O deputado Doutor Viana (DEM) denunciou que interesses econômicos ainda permitem que estes inseticidas ainda sejam usados no Brasil. Segundo ele, estes medicamentos já foram retirados do mercado de países da Europa e Estados Unidos há mais de 50 anos. “A Anvisa precisa estar atenta e evitar que remédios tóxicos cheguem aos órgãos públicos”, cobrou.

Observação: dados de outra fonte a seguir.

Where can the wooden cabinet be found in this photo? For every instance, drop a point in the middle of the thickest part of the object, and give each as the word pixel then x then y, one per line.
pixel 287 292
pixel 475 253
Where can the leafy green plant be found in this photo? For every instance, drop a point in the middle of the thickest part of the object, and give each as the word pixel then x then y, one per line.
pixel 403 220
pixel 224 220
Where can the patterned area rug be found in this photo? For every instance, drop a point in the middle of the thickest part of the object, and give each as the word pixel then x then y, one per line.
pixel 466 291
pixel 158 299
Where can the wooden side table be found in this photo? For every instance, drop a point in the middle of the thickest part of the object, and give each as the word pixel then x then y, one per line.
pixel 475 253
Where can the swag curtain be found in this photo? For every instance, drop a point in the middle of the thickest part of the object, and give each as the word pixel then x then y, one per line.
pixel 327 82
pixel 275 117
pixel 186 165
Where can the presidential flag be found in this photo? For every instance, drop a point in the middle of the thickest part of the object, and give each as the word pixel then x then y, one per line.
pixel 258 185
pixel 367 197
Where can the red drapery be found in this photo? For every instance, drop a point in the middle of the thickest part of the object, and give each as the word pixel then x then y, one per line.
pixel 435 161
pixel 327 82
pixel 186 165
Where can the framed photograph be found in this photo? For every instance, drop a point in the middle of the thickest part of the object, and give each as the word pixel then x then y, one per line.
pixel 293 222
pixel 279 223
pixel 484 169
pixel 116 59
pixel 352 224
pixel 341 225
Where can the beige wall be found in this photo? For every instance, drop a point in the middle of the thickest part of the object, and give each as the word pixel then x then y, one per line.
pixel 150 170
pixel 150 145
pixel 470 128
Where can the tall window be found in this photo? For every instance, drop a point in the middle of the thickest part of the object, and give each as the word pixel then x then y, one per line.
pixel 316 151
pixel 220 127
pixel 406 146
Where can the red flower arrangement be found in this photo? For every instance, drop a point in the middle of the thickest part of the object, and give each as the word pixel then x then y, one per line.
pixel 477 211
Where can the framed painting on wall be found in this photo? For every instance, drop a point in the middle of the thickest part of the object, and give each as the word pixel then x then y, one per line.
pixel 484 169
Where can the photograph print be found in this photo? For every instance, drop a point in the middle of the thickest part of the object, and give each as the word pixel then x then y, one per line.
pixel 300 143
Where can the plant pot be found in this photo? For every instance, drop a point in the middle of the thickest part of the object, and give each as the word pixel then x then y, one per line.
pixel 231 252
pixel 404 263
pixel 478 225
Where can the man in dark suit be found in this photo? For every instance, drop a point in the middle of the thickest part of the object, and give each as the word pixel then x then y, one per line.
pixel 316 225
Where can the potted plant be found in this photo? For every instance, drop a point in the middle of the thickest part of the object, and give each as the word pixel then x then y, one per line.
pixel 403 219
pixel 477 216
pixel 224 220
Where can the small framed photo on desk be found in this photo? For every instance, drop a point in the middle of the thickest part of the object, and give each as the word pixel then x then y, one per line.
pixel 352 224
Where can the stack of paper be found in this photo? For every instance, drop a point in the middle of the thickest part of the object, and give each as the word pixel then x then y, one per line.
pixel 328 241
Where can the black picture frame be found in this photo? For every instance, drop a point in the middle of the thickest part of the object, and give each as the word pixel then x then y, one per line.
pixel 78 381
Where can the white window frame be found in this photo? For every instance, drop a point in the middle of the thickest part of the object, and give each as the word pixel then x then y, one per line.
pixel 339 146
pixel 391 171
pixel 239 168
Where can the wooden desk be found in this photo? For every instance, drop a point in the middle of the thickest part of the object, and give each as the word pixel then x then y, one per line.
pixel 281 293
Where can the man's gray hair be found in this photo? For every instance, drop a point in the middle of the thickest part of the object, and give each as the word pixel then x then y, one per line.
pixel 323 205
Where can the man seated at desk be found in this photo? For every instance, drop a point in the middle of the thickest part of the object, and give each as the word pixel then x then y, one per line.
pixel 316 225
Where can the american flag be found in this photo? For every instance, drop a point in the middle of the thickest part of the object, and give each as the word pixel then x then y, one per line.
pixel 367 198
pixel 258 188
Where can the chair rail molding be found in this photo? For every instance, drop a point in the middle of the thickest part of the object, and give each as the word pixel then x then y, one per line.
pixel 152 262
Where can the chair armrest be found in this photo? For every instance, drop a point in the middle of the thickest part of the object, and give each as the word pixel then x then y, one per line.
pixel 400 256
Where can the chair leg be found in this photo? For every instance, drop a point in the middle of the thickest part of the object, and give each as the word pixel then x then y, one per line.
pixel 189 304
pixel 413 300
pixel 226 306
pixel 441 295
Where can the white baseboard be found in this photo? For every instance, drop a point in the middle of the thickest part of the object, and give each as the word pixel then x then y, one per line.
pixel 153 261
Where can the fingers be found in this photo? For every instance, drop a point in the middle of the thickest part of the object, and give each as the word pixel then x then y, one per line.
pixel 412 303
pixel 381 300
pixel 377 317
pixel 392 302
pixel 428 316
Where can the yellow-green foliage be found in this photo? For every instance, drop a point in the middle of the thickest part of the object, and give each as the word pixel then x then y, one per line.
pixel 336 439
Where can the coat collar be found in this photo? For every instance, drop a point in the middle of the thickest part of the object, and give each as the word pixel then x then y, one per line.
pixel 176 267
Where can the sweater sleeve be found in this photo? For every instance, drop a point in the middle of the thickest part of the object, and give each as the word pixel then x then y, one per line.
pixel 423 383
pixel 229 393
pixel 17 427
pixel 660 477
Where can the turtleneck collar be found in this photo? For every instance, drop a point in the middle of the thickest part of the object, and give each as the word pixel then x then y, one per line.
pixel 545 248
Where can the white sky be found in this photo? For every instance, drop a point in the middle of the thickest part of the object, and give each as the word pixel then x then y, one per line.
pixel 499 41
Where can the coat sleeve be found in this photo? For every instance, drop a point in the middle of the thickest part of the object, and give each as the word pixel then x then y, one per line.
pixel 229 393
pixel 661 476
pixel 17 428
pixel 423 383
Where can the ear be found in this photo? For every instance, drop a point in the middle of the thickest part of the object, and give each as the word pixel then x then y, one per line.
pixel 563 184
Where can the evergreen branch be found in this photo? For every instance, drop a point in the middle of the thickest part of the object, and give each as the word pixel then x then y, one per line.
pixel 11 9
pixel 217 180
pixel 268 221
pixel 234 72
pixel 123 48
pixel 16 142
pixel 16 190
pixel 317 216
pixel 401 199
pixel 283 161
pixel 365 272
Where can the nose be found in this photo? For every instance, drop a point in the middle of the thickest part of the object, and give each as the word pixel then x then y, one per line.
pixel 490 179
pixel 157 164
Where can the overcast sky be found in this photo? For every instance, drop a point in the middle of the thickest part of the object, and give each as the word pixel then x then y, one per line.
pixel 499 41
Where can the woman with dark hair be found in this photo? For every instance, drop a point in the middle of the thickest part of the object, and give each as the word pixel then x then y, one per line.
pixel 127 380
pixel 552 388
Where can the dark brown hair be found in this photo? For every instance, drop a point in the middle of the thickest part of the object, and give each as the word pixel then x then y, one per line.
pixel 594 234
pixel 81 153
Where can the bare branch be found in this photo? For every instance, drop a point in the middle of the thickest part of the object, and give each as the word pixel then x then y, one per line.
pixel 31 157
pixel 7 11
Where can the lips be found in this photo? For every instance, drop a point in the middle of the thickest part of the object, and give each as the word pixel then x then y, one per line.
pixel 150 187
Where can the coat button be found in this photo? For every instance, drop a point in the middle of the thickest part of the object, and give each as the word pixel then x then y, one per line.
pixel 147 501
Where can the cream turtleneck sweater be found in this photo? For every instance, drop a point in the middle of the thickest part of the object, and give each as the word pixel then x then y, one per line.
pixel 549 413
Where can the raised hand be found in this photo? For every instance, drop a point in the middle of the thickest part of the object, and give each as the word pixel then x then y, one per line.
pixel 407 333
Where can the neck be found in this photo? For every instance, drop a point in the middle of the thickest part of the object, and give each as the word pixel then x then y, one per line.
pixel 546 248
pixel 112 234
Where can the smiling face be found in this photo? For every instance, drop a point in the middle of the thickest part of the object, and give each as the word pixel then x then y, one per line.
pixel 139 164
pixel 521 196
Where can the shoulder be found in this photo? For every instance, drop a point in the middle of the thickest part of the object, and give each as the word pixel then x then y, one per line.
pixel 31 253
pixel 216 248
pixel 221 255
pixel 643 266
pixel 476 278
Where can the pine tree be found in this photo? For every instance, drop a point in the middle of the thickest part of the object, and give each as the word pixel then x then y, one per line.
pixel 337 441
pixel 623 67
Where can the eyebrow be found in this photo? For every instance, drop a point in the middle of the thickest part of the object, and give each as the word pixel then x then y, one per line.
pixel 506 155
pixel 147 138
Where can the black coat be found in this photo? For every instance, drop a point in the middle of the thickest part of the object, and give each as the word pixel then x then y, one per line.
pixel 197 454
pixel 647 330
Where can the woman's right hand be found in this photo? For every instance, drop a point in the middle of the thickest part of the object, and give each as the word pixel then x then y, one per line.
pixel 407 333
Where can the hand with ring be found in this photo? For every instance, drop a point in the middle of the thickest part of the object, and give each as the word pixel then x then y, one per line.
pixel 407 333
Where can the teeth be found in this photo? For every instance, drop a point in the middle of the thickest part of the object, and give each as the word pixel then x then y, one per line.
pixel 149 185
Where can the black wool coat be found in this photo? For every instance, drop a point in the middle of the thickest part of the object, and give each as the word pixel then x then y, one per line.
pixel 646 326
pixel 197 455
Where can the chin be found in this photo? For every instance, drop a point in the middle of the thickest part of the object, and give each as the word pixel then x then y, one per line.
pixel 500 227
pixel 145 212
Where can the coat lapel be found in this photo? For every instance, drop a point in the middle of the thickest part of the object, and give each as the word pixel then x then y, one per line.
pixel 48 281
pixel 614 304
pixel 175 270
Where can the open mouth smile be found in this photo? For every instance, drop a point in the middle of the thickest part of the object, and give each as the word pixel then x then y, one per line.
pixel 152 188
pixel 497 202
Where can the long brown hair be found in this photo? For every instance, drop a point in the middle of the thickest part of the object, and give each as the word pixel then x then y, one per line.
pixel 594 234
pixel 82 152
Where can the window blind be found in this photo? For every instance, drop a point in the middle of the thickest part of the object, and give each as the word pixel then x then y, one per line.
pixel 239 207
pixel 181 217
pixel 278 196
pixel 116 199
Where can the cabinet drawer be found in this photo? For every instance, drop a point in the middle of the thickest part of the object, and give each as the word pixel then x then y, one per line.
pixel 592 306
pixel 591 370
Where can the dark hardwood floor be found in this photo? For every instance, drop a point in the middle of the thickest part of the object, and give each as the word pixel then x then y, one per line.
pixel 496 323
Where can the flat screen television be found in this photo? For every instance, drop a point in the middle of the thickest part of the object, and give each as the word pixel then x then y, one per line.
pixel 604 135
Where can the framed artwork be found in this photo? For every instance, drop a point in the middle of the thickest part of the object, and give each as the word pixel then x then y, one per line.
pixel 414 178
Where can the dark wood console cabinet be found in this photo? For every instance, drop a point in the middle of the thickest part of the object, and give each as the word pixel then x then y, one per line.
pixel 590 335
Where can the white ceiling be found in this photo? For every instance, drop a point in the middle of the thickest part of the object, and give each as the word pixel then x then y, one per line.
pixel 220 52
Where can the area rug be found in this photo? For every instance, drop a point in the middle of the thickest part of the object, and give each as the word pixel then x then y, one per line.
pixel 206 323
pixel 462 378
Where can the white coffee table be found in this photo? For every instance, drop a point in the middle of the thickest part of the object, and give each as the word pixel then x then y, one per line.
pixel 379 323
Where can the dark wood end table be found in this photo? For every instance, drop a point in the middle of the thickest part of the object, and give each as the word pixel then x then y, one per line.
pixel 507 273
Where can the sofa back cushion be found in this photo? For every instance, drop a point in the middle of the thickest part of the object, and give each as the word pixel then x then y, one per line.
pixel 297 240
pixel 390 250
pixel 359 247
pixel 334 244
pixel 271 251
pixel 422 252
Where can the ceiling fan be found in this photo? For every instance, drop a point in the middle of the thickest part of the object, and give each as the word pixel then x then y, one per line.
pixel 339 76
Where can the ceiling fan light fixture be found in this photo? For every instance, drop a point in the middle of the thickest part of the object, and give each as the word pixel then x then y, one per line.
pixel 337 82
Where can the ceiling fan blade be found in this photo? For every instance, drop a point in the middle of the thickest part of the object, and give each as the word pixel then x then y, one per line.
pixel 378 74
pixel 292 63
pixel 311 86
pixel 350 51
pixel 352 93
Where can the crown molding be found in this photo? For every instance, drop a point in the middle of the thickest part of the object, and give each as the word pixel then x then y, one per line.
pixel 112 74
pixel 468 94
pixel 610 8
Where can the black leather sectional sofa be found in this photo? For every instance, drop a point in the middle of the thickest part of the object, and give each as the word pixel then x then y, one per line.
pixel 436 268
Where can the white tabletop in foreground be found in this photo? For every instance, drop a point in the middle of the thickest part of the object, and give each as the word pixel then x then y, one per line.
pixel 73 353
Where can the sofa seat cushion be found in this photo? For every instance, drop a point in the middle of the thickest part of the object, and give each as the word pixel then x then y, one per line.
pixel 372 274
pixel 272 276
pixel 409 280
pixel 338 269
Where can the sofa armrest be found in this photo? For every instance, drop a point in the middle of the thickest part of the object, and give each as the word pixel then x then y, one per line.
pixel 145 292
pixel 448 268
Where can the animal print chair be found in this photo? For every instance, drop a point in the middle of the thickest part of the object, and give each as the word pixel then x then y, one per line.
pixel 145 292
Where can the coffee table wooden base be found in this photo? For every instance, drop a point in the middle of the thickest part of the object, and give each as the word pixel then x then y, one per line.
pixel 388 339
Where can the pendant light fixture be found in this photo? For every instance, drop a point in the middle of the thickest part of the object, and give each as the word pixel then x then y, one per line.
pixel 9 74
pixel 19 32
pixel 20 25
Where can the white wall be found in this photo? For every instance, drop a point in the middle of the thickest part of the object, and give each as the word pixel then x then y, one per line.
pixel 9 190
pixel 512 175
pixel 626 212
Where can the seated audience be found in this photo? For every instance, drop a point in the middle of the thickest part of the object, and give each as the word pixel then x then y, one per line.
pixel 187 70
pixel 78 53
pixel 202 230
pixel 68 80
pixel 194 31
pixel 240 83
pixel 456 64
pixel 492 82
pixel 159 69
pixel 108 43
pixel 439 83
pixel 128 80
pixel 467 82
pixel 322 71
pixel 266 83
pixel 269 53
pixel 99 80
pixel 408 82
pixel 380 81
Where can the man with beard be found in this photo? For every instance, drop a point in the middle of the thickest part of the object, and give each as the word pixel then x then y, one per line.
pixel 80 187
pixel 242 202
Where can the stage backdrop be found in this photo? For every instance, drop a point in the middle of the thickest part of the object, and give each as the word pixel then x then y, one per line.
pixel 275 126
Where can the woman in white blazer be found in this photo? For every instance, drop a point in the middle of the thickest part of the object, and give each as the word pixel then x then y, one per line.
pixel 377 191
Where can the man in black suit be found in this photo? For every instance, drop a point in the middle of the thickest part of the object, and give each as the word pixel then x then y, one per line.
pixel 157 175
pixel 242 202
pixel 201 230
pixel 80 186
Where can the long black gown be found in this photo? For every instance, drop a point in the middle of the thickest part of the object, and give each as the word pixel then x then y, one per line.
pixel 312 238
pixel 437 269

Providências – Ao final da audiência, o deputado Paulo Guedes (PT), autor do requerimento que solicitou o debate, apresentou quatro requerimentos, também assinados pelos deputados Carlin Moura, Doutor Viana e Adelmo Carneiro Leão, com pedido de providências. O primeiro quer o envio de ofício ao Ministério da Saúde, solicitando o cadastramento do trabalhadores da Sucam expostos aos inseticidas para exames periódicos e tratamento; o segundo pede o envio das notas taquigráficas e o vídeo com o depoimento dos servidores intoxicados à Comissão da Verdade do Congresso e Senado Nacional; o terceiro solicita envio de ofício ao Congresso Nacional para que aprovação dos Projetos de Lei Federal 4.485/07 e 4.873/09, que tratam da aposentadoria especial e da indenização dos trabalhadores vítimas de contato com inseticidas, respectivamente, sejam agilizadas; e o quarto solicita envio das notas taquigráficas da reunião e de ofício à Presidência da República com o pedido da criação de políticas dirigidas à saúde dos trabalhadores da Sucam.